A symlink is just a file like any other. There is no problem with it. Why does btsync exclude them?

And I thought my workaround was so clever :-(

If you use the script that I uploaded, you'll find it's no harder to use than

ln -s

and it contains a lot of error checking, so you won't do the wrong thing by mistake.

 

I would be wary of using symlinks "the other way around" myself, though I'm not sure what you mean by that.

 

In one sense, a symlink is just a file like any other, but in another way it is not. it becomes meaningless if you copy it to a different filesystem, unless you include the systemname in the destination. I think there are good reasons why the BTSync developers haven't just flicked a switch and included them.
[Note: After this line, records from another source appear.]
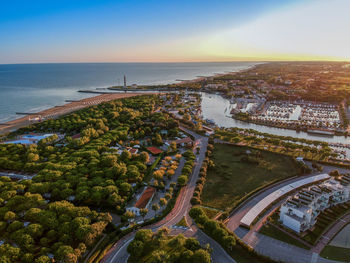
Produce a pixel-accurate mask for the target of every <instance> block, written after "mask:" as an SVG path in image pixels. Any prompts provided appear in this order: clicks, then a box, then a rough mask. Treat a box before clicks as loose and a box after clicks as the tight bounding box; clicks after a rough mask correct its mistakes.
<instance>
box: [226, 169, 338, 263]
mask: <svg viewBox="0 0 350 263" xmlns="http://www.w3.org/2000/svg"><path fill="white" fill-rule="evenodd" d="M313 175H314V174H313ZM313 175H308V176H299V177H294V178H290V179H287V180H284V181H282V182H279V183H276V184H274V185H271V186H269V187H267V188H265V189H262V190H261V191H259V192H257V193H256V194H255V195H253V196H252V197H250V198H248V199H247V200H246V201H245V202H244V203H242V204H241V205H240V206H239V207H238V208H237V209H235V210H234V211H233V212H232V213H231V215H230V217H229V220H228V221H226V223H227V227H228V228H229V229H230V230H231V231H234V232H235V233H236V235H237V236H238V237H239V238H241V239H242V240H243V241H244V242H245V243H247V244H248V245H250V246H251V247H253V248H254V250H255V251H256V252H258V253H259V254H262V255H265V256H268V257H270V258H272V259H274V260H276V261H282V262H287V263H335V262H337V261H332V260H328V259H325V258H322V257H320V256H319V254H318V253H315V251H313V250H306V249H303V248H299V247H296V246H293V245H291V244H288V243H285V242H282V241H280V240H277V239H274V238H271V237H269V236H265V235H263V234H260V233H258V231H259V228H260V227H261V226H262V224H263V222H264V220H266V218H267V217H268V216H269V214H271V213H272V212H273V211H274V210H276V209H277V208H278V207H279V205H280V204H281V202H282V201H280V202H279V203H278V204H275V205H274V206H273V207H271V208H270V209H269V210H268V211H267V212H266V213H265V214H264V216H263V217H262V218H261V219H260V220H259V221H258V222H257V223H256V224H255V225H254V226H252V227H251V229H250V230H248V229H246V228H243V227H241V226H240V221H241V219H242V218H243V216H244V215H245V214H246V213H247V212H248V211H249V210H250V209H251V208H252V207H253V206H254V205H255V204H257V203H258V202H259V201H260V200H262V199H263V198H264V197H266V196H267V195H269V194H270V193H272V192H273V191H275V190H277V189H279V188H281V187H283V186H285V185H288V184H290V183H293V182H295V181H298V180H301V179H303V178H306V177H309V176H313ZM338 263H339V262H338Z"/></svg>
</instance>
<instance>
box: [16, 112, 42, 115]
mask: <svg viewBox="0 0 350 263" xmlns="http://www.w3.org/2000/svg"><path fill="white" fill-rule="evenodd" d="M16 114H17V115H39V114H38V113H35V112H16Z"/></svg>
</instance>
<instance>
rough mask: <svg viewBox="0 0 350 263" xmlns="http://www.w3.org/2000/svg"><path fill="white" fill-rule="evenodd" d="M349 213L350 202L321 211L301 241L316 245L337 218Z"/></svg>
mask: <svg viewBox="0 0 350 263" xmlns="http://www.w3.org/2000/svg"><path fill="white" fill-rule="evenodd" d="M349 211H350V202H347V203H343V204H339V205H337V206H333V207H331V208H328V209H326V210H325V211H323V212H322V213H321V214H320V215H319V216H318V217H317V222H316V224H315V227H314V228H313V230H312V231H309V232H308V233H307V234H306V235H305V236H304V237H303V239H304V240H306V241H307V242H309V243H311V244H316V243H317V241H318V240H319V239H320V237H321V235H322V234H323V233H324V232H325V231H326V230H327V229H328V228H329V227H330V226H331V225H332V224H333V223H334V222H335V221H337V219H338V218H340V217H342V216H343V215H344V214H346V213H348V212H349Z"/></svg>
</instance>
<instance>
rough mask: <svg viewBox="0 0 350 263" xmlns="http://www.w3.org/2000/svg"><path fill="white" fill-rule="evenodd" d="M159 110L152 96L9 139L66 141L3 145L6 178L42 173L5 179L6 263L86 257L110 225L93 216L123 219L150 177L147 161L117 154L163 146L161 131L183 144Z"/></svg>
mask: <svg viewBox="0 0 350 263" xmlns="http://www.w3.org/2000/svg"><path fill="white" fill-rule="evenodd" d="M159 102H160V101H159V98H158V97H157V96H153V95H152V96H138V97H134V98H128V99H123V100H117V101H111V102H108V103H102V104H100V105H98V106H92V107H90V108H86V109H83V110H79V111H77V112H74V113H72V114H69V115H66V116H63V117H60V118H57V119H52V120H47V121H44V122H41V123H37V124H34V125H31V126H29V127H26V128H22V129H19V130H18V131H17V132H16V133H13V134H10V135H9V136H10V137H14V136H16V135H19V134H23V133H26V132H45V133H46V132H52V133H59V134H64V135H65V137H64V138H63V139H61V140H58V136H57V135H53V136H50V137H48V138H46V139H45V140H42V141H40V143H38V144H37V145H30V146H23V145H15V144H0V169H1V170H12V171H21V172H22V171H24V172H27V173H37V175H36V176H35V177H33V178H32V180H25V181H19V182H13V181H11V180H10V179H8V178H0V240H2V239H3V240H4V241H5V244H4V245H2V246H0V261H1V262H2V261H4V262H7V261H24V262H48V261H50V258H49V255H50V254H53V255H54V257H55V260H56V261H62V262H76V261H77V260H78V259H79V258H80V257H81V255H82V254H83V253H84V252H85V250H86V247H87V246H90V245H92V244H93V242H94V241H95V240H96V239H97V238H98V237H99V235H100V234H101V233H102V231H103V229H104V228H105V227H106V225H107V224H108V222H110V221H111V218H110V216H109V215H107V214H104V213H97V212H96V211H93V210H91V209H93V208H94V207H97V206H98V207H105V208H108V209H116V210H117V211H118V212H120V213H122V212H123V210H124V206H125V203H126V201H127V200H128V199H129V198H130V196H131V195H132V194H133V192H134V188H133V186H132V185H134V183H140V182H141V181H142V180H143V178H144V175H145V173H146V172H147V166H146V164H147V163H148V161H149V155H148V153H146V152H142V151H141V153H139V154H131V153H130V151H127V150H126V151H124V152H123V153H122V154H121V155H119V154H118V153H117V150H116V149H113V148H110V147H111V146H115V145H116V144H118V145H122V146H123V147H124V148H126V146H129V145H135V144H139V142H138V140H140V139H144V138H145V137H147V138H149V139H148V140H150V141H151V140H152V139H153V140H154V142H155V143H158V144H160V143H162V137H161V135H160V131H161V130H169V131H170V130H171V131H173V133H174V136H176V134H177V127H178V122H177V121H174V120H173V119H172V118H170V117H169V116H168V115H167V114H165V113H159V112H153V109H154V108H155V105H156V104H157V103H159ZM154 135H155V136H154ZM166 202H167V200H166V199H164V202H163V203H164V205H165V203H166ZM82 205H89V207H91V209H90V208H88V207H86V206H82ZM158 209H159V207H158ZM13 244H16V245H17V246H18V248H17V247H14V246H13ZM4 248H6V249H4ZM2 249H4V250H3V251H4V252H3V253H2ZM5 252H6V253H5ZM19 259H21V260H19Z"/></svg>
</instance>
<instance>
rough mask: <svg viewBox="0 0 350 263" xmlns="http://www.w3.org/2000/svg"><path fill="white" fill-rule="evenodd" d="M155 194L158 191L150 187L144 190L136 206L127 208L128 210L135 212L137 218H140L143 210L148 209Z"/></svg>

They probably said, "We need to think a lot about the implications", and they have other problems to deal with at the moment.

 

Since we depend on those developers to do the work, and the number of Linux installs is probably tiny in comparison to the Windows installs, and they don't make any money from this product anyway, I'm happy to have a workaround that works.

 

By the way, I had mentioned in earlier postings that the only secrets I want to share in this project are read-only, but I didn't mention that again in my most recent posting.